The researchers used a discrete-choice experiment (DCE) to collect numerical data and evidence on patient preferences to accomplish the following: 

  1. Figure out what aspects of treatment patients with breast cancer consider to be the most important.
  2. Assess whether patients with breast cancer view treatment outcomes the same way.
  3. Help improve the way health treatments are rated in future value frameworks.

Each DCE question drew on a patient’s preference for treatments that would receive different scores in a value framework. Choices between options reveal how often patients decide whether to go through with a treatment that they like or do not like. 

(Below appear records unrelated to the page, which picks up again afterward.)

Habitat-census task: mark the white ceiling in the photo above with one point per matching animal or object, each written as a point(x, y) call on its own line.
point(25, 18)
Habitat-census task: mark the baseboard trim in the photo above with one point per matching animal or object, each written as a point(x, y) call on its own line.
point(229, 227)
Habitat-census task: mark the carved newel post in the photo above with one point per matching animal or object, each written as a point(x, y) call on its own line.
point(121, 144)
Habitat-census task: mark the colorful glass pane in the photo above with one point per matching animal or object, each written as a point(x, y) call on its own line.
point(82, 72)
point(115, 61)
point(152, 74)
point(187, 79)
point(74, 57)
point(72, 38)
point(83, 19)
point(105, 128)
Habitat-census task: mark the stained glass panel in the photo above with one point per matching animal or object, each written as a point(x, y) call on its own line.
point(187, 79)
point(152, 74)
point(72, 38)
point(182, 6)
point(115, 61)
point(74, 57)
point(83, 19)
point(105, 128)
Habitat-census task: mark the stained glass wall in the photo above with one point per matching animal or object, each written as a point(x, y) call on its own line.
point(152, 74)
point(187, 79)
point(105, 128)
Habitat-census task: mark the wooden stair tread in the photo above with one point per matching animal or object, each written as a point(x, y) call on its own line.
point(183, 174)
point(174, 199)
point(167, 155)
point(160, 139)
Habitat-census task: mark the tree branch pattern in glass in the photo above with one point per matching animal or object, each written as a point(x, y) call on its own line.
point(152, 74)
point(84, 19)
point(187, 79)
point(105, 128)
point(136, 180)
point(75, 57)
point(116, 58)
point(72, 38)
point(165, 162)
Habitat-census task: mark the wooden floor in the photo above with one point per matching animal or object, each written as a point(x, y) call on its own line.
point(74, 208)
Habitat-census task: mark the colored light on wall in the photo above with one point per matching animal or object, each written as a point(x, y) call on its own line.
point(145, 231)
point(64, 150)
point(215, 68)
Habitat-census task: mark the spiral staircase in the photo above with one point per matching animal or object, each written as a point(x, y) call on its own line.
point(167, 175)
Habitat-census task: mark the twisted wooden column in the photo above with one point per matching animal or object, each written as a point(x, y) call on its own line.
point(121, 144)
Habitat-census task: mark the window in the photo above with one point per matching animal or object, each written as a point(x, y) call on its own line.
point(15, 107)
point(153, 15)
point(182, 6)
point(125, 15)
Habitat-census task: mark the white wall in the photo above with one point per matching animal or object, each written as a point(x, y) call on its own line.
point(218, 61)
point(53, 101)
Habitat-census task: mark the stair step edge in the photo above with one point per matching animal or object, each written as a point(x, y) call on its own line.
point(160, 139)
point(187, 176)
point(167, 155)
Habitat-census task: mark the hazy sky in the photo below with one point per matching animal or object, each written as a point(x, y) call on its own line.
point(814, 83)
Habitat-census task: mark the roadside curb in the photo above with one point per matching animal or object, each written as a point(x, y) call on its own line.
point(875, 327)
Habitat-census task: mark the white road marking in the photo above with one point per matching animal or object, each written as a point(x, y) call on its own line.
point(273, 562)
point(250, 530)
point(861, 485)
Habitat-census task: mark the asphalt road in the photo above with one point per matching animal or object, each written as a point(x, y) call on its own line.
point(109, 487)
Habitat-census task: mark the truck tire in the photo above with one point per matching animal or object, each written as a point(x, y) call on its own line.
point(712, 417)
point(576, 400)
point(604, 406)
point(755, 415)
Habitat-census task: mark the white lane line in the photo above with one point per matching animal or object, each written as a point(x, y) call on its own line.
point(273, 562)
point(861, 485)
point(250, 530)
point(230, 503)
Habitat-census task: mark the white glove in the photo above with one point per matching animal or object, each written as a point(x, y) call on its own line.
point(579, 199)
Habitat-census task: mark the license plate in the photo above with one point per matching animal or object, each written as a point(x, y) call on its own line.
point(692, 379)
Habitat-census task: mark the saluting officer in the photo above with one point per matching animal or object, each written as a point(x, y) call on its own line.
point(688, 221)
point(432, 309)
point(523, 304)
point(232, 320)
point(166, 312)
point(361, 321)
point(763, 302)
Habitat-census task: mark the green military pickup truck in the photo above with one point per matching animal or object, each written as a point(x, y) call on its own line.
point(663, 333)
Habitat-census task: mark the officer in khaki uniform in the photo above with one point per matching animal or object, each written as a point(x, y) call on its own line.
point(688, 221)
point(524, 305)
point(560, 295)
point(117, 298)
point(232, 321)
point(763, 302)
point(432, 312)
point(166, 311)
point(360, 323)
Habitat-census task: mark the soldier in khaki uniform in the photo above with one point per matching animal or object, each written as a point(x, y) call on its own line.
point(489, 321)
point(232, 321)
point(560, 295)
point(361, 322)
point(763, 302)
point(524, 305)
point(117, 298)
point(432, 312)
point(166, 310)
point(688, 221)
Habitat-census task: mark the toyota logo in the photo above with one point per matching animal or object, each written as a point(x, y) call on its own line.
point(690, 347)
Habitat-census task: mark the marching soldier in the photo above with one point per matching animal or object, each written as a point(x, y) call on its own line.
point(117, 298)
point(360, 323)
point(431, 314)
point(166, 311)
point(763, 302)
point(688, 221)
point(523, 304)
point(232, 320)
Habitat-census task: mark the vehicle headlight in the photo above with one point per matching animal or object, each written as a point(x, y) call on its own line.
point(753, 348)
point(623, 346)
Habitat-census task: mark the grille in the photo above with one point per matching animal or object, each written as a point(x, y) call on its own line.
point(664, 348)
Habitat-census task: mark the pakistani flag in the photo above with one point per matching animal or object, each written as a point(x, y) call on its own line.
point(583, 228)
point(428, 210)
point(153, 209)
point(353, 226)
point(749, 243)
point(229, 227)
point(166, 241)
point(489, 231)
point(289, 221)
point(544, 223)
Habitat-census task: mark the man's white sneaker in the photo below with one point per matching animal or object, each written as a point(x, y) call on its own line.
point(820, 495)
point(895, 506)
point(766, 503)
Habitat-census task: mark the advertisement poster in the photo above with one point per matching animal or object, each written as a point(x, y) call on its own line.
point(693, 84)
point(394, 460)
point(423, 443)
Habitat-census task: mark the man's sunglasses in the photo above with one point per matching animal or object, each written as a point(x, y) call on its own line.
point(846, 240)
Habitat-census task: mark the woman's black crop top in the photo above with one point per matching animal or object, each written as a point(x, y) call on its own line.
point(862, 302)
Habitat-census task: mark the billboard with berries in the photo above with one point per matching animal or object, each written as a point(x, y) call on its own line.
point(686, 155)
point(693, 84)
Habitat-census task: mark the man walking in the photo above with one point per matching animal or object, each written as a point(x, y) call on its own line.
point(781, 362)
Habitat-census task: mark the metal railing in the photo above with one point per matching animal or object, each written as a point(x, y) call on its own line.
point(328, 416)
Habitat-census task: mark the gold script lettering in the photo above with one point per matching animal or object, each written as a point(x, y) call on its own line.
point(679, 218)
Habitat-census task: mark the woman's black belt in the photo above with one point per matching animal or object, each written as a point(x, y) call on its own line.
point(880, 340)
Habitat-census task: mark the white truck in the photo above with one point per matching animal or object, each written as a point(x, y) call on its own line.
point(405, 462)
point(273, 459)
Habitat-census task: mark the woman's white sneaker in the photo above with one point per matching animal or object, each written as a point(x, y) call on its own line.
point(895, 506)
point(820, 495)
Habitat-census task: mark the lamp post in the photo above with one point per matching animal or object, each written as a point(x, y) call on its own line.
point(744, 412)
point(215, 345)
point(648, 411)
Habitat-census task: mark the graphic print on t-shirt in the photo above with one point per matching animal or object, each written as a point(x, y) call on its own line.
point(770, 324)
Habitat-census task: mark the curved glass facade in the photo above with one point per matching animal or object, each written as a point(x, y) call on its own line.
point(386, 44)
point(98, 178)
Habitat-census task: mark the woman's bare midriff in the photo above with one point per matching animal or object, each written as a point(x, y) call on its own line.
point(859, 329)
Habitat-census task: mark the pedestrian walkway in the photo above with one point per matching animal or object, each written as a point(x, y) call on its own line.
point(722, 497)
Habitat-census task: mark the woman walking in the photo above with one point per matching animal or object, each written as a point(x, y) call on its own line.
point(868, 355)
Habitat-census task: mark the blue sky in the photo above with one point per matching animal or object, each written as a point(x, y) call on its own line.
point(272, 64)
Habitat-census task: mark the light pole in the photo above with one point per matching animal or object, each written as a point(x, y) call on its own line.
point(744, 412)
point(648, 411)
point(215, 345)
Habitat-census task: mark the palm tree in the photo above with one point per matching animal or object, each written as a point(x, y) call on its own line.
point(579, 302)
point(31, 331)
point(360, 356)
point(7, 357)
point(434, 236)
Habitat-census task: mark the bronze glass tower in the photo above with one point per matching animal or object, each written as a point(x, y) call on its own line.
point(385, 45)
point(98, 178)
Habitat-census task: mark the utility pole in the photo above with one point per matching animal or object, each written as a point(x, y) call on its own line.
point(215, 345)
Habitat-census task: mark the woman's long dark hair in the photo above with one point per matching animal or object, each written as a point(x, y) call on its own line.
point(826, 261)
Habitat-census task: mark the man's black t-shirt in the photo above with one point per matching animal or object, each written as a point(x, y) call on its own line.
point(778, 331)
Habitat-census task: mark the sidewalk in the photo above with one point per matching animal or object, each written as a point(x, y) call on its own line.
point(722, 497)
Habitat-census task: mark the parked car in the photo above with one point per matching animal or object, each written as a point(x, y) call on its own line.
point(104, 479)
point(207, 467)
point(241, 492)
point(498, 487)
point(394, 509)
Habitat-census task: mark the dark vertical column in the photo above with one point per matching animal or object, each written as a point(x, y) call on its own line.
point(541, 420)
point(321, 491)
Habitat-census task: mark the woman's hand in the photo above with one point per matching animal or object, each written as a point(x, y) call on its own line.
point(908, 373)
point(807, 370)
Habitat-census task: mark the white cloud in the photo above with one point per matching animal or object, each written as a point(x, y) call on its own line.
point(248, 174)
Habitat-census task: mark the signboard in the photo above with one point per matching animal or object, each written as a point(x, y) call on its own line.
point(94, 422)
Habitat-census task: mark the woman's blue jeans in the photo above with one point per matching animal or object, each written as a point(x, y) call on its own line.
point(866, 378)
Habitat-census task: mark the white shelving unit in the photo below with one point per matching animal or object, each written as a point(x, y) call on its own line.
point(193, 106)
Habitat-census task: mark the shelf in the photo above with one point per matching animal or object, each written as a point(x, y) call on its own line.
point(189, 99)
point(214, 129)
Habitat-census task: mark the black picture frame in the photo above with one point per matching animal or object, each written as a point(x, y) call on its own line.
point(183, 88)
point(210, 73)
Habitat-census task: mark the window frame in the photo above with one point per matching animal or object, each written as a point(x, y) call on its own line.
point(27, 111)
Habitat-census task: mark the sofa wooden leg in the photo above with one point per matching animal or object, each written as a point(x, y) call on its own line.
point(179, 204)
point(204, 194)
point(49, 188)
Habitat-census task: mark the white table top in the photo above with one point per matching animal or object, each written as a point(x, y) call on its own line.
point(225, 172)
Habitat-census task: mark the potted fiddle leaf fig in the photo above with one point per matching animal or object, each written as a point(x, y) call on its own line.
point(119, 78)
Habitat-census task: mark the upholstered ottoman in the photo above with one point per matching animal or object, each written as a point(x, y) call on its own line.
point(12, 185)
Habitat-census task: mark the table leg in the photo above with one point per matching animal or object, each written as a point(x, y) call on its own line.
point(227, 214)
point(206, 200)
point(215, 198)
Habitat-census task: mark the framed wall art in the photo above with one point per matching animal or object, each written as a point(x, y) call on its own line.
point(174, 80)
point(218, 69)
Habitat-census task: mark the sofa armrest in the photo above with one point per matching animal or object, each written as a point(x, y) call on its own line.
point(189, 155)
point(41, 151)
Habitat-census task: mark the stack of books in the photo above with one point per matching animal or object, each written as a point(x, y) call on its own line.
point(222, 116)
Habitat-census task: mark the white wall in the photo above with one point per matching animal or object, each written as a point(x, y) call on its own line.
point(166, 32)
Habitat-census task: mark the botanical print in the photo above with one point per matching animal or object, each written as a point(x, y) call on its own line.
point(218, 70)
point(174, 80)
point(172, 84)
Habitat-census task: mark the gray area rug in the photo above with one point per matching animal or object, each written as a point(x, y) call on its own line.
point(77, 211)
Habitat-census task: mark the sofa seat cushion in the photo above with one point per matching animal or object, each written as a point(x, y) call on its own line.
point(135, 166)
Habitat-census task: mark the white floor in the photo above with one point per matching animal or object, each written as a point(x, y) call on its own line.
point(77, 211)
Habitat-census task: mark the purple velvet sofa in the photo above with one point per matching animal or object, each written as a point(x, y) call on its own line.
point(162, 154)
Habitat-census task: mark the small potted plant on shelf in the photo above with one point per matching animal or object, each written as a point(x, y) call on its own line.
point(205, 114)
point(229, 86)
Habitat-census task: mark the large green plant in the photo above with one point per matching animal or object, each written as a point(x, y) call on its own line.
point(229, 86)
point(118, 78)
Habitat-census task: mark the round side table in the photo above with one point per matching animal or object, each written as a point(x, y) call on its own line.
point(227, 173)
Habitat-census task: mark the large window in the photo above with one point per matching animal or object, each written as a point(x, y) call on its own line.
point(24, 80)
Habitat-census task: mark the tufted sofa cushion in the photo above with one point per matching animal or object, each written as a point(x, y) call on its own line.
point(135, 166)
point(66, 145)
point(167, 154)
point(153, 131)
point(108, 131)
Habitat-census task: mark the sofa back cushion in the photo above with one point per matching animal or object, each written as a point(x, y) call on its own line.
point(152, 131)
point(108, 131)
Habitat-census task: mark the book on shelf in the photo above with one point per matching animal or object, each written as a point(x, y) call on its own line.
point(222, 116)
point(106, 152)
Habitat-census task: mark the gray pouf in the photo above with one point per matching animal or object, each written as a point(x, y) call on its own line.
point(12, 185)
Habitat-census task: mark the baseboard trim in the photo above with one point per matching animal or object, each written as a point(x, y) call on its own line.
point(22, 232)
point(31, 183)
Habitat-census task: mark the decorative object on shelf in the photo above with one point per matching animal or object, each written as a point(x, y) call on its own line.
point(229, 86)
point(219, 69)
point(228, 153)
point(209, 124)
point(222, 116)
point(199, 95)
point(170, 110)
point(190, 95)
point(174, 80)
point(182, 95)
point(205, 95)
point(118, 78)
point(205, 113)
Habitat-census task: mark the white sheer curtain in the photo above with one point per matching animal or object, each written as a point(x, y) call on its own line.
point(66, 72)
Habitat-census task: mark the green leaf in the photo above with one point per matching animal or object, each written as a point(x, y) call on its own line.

Study participants eligibility:

  • Female adults with a self-reported physician diagnosis of stage 3 or stage 4 breast cancer.
  • Diagnosis had to be received at least 1 month before the patient completed the survey to avoid some of the emotional distress expected during a new diagnosis.
  • Patients had to be currently under the care of a physician and receiving treatment.

Results:

  • Better clinical outcomes are associated with treatments that score higher in preference.
    • Treatments that make it possible for patients to live longer are considered most important by patients  
    • Other important attributes were:
      • out-of-pocket cost of treatment
      • the method used to administer a medicine to a patient
      • a test that could show how effective a treatment actually is 
  • Scores for some of the value frameworks are similar to how breast cancer patients score their treatment preferences.
    • the treatment’s effectiveness is very important to breast cancer patients.
    • how much a patient values a treatment changes based on the patient’s cancer stage.
  • Results also show that it is wrong to use a generic scoring system for breast cancer patients, even if their cancer stages are different.
    • Although preferences for breast cancer treatments may differ based on the disease stage, our results show that patients choose only one preferred treatment when it comes to effectiveness. This is important because scores for treatment effectiveness carry the most weight in the rating system used by the American Society of Clinical Oncology (ASCO).
    • Toxicity does not seem to be nearly as important as seen in some of the value frameworks. A 10% increase in major side effects, for example, would cause a significant decrease with the ASCO and the National Comprehensive Cancer Network (NCCN) rating system, but the same changes appeared to barely draw the patents’ attention in the application.

Conclusions:

Researchers found that although value frameworks are an important step in the routine evaluation of medications for a complex treatment plan, frameworks are still largely driven by the views of medical experts and fail to consider how patients view the effectiveness of a treatment. This might make it seem that the benefit of a treatment for a specific patient could be to low or too high. If patients’ treatment outcomes are all thought to be either the same or different from the scores used in frameworks, the use of such tools may not be meaningful or enough for some patients.